Most people who’ve been in business for any length of time know that there are plenty of scams out there, but it can be easy to get caught up in all the hype. Forex scams are a common occurrence and can take many forms, including fake news stories, market manipulation websites, and fake surveys. Here’s an overview of forex scams so you’ll know what to look out for.
Forex Scams 101
1. Fake News: This is a common form of fraud that’s often found on sites that purport to analyze news stories and give users the ability to choose which stories get shown. In reality, they’re engaging in market manipulation and fake surveys.

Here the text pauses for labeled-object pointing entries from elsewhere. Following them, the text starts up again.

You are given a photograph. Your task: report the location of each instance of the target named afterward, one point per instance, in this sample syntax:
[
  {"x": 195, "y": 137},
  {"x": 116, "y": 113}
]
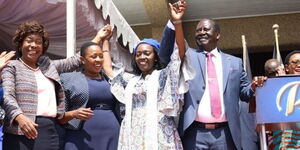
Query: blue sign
[{"x": 278, "y": 100}]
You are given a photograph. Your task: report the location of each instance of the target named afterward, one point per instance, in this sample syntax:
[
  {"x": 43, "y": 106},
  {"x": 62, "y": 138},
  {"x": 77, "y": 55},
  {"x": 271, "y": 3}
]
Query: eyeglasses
[{"x": 295, "y": 62}]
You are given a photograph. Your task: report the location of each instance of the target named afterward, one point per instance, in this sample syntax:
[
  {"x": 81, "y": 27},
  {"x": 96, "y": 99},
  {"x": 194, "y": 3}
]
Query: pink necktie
[{"x": 214, "y": 93}]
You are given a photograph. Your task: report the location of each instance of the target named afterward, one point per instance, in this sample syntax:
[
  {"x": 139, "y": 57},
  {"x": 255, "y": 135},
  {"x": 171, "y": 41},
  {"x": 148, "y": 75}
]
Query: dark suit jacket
[{"x": 236, "y": 85}]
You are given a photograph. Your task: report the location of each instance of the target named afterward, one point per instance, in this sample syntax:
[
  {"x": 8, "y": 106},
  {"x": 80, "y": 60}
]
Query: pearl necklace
[{"x": 33, "y": 69}]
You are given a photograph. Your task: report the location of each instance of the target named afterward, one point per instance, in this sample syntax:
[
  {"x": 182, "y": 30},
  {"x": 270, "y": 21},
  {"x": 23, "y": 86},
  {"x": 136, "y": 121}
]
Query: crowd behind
[{"x": 176, "y": 98}]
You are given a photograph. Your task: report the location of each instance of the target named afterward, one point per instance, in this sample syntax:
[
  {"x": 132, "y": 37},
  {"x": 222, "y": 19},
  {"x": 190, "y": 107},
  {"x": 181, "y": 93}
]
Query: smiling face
[
  {"x": 92, "y": 60},
  {"x": 207, "y": 35},
  {"x": 32, "y": 49},
  {"x": 293, "y": 67},
  {"x": 145, "y": 58}
]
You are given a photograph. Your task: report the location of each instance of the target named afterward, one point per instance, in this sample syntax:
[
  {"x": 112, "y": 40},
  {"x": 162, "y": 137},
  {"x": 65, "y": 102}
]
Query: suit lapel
[
  {"x": 226, "y": 68},
  {"x": 201, "y": 59}
]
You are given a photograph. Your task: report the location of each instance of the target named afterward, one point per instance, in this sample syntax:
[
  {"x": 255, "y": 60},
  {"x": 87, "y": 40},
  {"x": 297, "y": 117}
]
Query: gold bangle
[{"x": 177, "y": 22}]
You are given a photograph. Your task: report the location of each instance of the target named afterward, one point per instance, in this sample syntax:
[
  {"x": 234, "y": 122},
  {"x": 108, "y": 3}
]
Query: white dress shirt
[{"x": 204, "y": 109}]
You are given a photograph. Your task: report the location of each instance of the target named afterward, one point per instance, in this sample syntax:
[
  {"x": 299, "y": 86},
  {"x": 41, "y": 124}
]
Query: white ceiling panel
[{"x": 134, "y": 11}]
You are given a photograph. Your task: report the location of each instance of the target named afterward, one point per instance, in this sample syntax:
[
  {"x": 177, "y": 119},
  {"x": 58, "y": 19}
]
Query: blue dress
[{"x": 101, "y": 131}]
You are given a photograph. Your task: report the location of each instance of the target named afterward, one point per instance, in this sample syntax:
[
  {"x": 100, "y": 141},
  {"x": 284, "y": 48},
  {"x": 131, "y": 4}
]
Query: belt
[
  {"x": 210, "y": 125},
  {"x": 103, "y": 107}
]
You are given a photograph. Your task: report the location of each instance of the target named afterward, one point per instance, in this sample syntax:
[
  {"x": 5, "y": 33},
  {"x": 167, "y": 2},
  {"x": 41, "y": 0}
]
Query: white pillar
[{"x": 71, "y": 27}]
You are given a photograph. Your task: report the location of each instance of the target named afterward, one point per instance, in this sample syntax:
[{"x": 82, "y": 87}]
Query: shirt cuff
[{"x": 170, "y": 25}]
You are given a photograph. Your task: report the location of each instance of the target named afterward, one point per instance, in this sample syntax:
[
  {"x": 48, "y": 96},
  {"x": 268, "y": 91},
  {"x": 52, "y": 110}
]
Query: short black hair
[
  {"x": 27, "y": 28},
  {"x": 287, "y": 58}
]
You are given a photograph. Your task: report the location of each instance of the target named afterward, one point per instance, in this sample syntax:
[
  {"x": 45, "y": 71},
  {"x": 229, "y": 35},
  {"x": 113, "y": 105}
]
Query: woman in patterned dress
[{"x": 153, "y": 96}]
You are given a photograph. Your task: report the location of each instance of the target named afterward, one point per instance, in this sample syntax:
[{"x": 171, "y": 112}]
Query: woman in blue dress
[{"x": 91, "y": 120}]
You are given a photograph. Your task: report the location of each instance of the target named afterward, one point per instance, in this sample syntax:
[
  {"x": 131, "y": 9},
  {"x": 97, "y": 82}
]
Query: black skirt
[{"x": 47, "y": 137}]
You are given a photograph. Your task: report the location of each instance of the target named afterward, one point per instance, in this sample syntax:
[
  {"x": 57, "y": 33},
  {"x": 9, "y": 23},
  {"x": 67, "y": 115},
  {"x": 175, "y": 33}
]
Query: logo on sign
[{"x": 292, "y": 102}]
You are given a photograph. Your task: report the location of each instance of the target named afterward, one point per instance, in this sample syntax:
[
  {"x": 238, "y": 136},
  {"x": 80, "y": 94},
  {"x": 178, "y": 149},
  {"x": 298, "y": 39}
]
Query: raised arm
[{"x": 176, "y": 14}]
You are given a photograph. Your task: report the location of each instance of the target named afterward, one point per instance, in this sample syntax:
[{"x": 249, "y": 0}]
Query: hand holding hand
[
  {"x": 177, "y": 10},
  {"x": 83, "y": 113},
  {"x": 258, "y": 81},
  {"x": 5, "y": 57},
  {"x": 27, "y": 126}
]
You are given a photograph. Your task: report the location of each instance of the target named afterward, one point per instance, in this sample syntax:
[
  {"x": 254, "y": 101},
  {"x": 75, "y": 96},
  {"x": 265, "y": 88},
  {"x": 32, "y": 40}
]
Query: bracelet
[{"x": 177, "y": 22}]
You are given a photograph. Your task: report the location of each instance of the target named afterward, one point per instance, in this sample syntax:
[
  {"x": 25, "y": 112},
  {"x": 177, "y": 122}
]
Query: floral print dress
[{"x": 172, "y": 85}]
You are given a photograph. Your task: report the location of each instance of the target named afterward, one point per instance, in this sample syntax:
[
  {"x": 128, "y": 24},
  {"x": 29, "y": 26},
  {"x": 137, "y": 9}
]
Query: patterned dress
[{"x": 169, "y": 101}]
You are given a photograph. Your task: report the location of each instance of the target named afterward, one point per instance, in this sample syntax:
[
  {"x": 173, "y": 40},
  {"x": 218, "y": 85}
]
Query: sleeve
[
  {"x": 173, "y": 83},
  {"x": 10, "y": 104},
  {"x": 167, "y": 44},
  {"x": 246, "y": 92},
  {"x": 68, "y": 64},
  {"x": 119, "y": 83}
]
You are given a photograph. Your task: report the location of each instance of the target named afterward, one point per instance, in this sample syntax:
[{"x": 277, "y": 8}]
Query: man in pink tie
[{"x": 210, "y": 116}]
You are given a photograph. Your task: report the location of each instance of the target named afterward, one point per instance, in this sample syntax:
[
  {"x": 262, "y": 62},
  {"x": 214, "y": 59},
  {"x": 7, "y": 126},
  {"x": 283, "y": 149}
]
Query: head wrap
[{"x": 149, "y": 41}]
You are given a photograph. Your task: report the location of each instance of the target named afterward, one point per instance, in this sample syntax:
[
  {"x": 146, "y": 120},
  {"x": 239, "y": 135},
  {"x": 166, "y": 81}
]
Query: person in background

2. Market Manipulation: This type of fraud involves manipulating the price of an asset by changing its value in a way that’s intended to make it appear like it’s rising or falling in value.
3. Fake Surveys: These are usually done through software programs known as web applications, many of which you’ll find on Google Play or Apple Store, but sometimes even on your own website!
4. Scams That Create Fear Based On Something You’ve Heard: These include “fake news” stories and other things such as “talking heads” videos where people are interviewed about something they’ve seen on social media, then asked how they feel about it. They don’t say whether they think it’s true or not; all they say is that they think so and want others to agree with them.
How to spot a scam
Scammers can take many different forms. The easiest way to spot a scam is by looking for the following characteristics:
1. A website that has a simple domain name, such as www.myfollowingpage.com: This type of site is easy to use and often provides helpful information that’s not available elsewhere on the internet, like an online forex demo account or a click-through rate (CTR) calculator.
What is the best way to protect yourself?
The best way to protect yourself from forex scams is never to give out personal information. You should always ask for a commission that reflects the value of your work. If you’re not getting paid enough, don’t send out more emails than you need to or push out any more social media updates than you’re needed.
You can also look at the money you’re being paid as a percentage of what it would cost in Bitcoin (BTC). This will help you determine if your earnings are high enough to be worth the extra work involved in keeping your digital presence up-to-date.
What are some examples of forex scams?
A forex scam is an attempt to make you think that a certain currency can be sold for a higher than the actual amount at an exchange. This could be done through software programs, online ads, or even just by word of mouth.
To avoid falling victims to a forex scam, here are some key things to look out for…
Be aware that the fee is high and can come as high as 0.5% of your total purchase price.
The transaction may happen instantly as instant purchases.
If one of these types of transactions occurs, the seller may have hidden fees associated with it that could cost you an arm and a leg (or more).
In addition to the free money offered in exchange for buying forex, there is also the chance that this fake currency may be counterfeit or fake from the beginning. This can add up quickly if you’re not careful.
Fake News Stories
The fake news phenomenon has become a huge problem in recent years. Fake news stories can easily be crafted to trigger emotions in people and get them to share them.
Fake news stories are often similar to the real ones, but the language used is different enough that it is easy for anyone to understand what’s being said.
The goal of this type of fake news story is twofold:
It grabs attention. It takes you out of the moment and makes you believe what’s being said might actually be true. This can cause people to share or embed it on social media, which helps drive traffic and leads to sales.
It provides an excuse for poor performance or a lack of success. If your business doesn’t do well, you can use a fake news story as an excuse for failing—and then blame it on something else, like bad weather or competition from another business.
Faux surveys are one type of scam. They are meant to make you believe that they can help you save money and get ahead in your business. A common example of a fake survey is the “free” AdSense ads that appear on Google’s search engine pages. These ads are designed to trick people into spending money by making them think that they’ve just been signed up for free Internet advertising.
Fake surveys can also be found on social media or Facebook. You may have seen a “Survey Monkeys” ad targeting potential customers who have recently joined Facebook or Twitter accounts. The ad asks the user to take a survey and then offers them the opportunity to earn money by sharing their responses with others online.
You’ll notice that there is no exchange rate shown anywhere on the page, which makes users feel as though they’re really earning something valuable when they do so.
One of a forex scam’s most common features is being featured prominently in popular news sites, such as Yahoo Finance, Reuters, and CNBC. This makes it look like there has been significant investment made into promoting this type of scam to lead people to believe that it’s effective and worth paying for — even if it isn’t!